In chemistry, a dehydration reaction is a conversion that involves the loss of water from the reacting molecule or ion. Dehydration reactions are common processes, the reverse of a hydration reaction. Common dehydrating agents used in organic synthesis include sulfuric acid and alumina. Often dehydration reactions are effected with heating.
The classic example of a dehydration reaction is the Fischer esterification, which involves treating a carboxylic acid with an alcohol in the presence of a dehydrating agent:
- RCO2H + R′OH ⇌ RCO2R′ + H2O
Two monosaccharides, such as glucose and fructose, can be joined together (to form saccharose) using dehydration synthesis. The new molecule, consisting of two monosaccharides, is called a disaccharide.
The process of hydrolysis is the reverse reaction, meaning that the water is recombined with the two hydroxyl groups and the disaccharide reverts to being monosaccharides.
In the related condensation reaction water is released from two different reactants.
In organic synthesis, there are many examples of dehydration reaction, for example dehydration of alcohols or sugars.

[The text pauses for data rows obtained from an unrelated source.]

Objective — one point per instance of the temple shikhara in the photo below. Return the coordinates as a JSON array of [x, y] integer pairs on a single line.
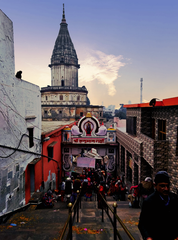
[[64, 99]]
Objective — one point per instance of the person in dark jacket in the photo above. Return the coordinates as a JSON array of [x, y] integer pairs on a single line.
[[158, 217]]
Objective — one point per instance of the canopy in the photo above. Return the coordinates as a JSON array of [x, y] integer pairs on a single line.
[[86, 162]]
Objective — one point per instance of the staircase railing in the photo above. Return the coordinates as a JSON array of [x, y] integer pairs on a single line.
[[114, 219], [73, 211]]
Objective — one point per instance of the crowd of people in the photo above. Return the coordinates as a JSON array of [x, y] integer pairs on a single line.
[[90, 180], [159, 207]]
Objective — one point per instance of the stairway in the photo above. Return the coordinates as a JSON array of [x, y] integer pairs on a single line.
[[90, 225]]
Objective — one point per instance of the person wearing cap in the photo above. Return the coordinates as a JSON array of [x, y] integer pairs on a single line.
[[158, 217], [145, 188]]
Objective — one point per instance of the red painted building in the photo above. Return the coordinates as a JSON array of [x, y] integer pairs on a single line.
[[45, 171]]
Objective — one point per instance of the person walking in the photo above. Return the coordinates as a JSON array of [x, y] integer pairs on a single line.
[[158, 217]]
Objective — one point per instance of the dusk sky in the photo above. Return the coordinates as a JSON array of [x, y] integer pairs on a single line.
[[117, 43]]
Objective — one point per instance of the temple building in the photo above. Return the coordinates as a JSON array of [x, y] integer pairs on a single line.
[[89, 144], [64, 99]]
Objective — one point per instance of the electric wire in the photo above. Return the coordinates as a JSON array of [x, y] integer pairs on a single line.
[[15, 108], [13, 131]]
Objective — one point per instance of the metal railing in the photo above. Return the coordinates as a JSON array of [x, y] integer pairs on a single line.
[[73, 210], [107, 208]]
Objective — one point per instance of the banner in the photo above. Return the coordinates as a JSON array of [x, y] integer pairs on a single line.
[[86, 162]]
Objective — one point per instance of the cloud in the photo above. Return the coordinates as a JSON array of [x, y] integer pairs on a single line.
[[102, 67]]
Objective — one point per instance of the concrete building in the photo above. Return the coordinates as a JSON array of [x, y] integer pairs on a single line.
[[20, 126], [150, 141], [64, 99]]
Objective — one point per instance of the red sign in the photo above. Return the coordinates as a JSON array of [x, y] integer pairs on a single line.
[[88, 140]]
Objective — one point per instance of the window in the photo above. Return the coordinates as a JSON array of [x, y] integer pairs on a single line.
[[50, 153], [131, 124], [30, 133], [161, 129]]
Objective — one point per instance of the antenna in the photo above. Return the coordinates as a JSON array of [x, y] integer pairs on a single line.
[[141, 80]]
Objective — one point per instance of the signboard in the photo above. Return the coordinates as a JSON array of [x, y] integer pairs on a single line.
[[84, 140], [86, 162]]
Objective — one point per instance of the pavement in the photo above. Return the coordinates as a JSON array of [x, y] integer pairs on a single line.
[[36, 223]]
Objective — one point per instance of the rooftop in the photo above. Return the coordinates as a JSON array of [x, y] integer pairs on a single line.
[[165, 102], [49, 126]]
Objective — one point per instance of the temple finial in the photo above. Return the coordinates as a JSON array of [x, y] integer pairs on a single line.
[[63, 16]]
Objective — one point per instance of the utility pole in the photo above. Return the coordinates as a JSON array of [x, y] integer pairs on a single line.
[[141, 80]]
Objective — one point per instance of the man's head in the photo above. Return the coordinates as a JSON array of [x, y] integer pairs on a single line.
[[162, 183]]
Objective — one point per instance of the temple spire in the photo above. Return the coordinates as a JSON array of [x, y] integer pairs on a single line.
[[63, 16]]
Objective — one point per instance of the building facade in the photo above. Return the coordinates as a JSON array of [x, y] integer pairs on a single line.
[[64, 98], [50, 173], [20, 126], [88, 143], [150, 141]]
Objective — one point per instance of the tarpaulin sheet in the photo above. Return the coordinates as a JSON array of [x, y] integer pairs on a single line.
[[86, 162]]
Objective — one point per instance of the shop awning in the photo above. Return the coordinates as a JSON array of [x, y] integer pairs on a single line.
[[86, 162]]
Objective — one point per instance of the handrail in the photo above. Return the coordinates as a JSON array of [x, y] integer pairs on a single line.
[[72, 208], [119, 220]]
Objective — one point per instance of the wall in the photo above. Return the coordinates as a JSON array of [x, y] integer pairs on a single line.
[[19, 109], [50, 168]]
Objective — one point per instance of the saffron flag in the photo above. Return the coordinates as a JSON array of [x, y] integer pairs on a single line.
[[86, 162]]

|Conversion of two alcohols to an ether (substitution)||2 R–OH → R–O–R + H2O|
|Conversion of an acid and an alcohol to an ester (Fischer–Speier esterification)||R−COOH + R'−OH → R−COO−R' + H2O|
|Conversion of an alcohol to alkene (elimination)||R–CH2−CHOH–R → R–CH=CH–R + H2O||for example the conversion of glycerol to acrolein:|
|Conversion of two carboxylic acids an acyl anhydride||2 RCOOH → (RCO)2O + H2O|
|Conversion of an amide to a nitrile||RCONH2 → R–CN + H2O|
Other examples of dehydration synthesis reactions are the formation of triglycerides from fatty acids and the formation of glycosidic bonds between saccharide molecules, such as the formation of maltose from two glucose molecules.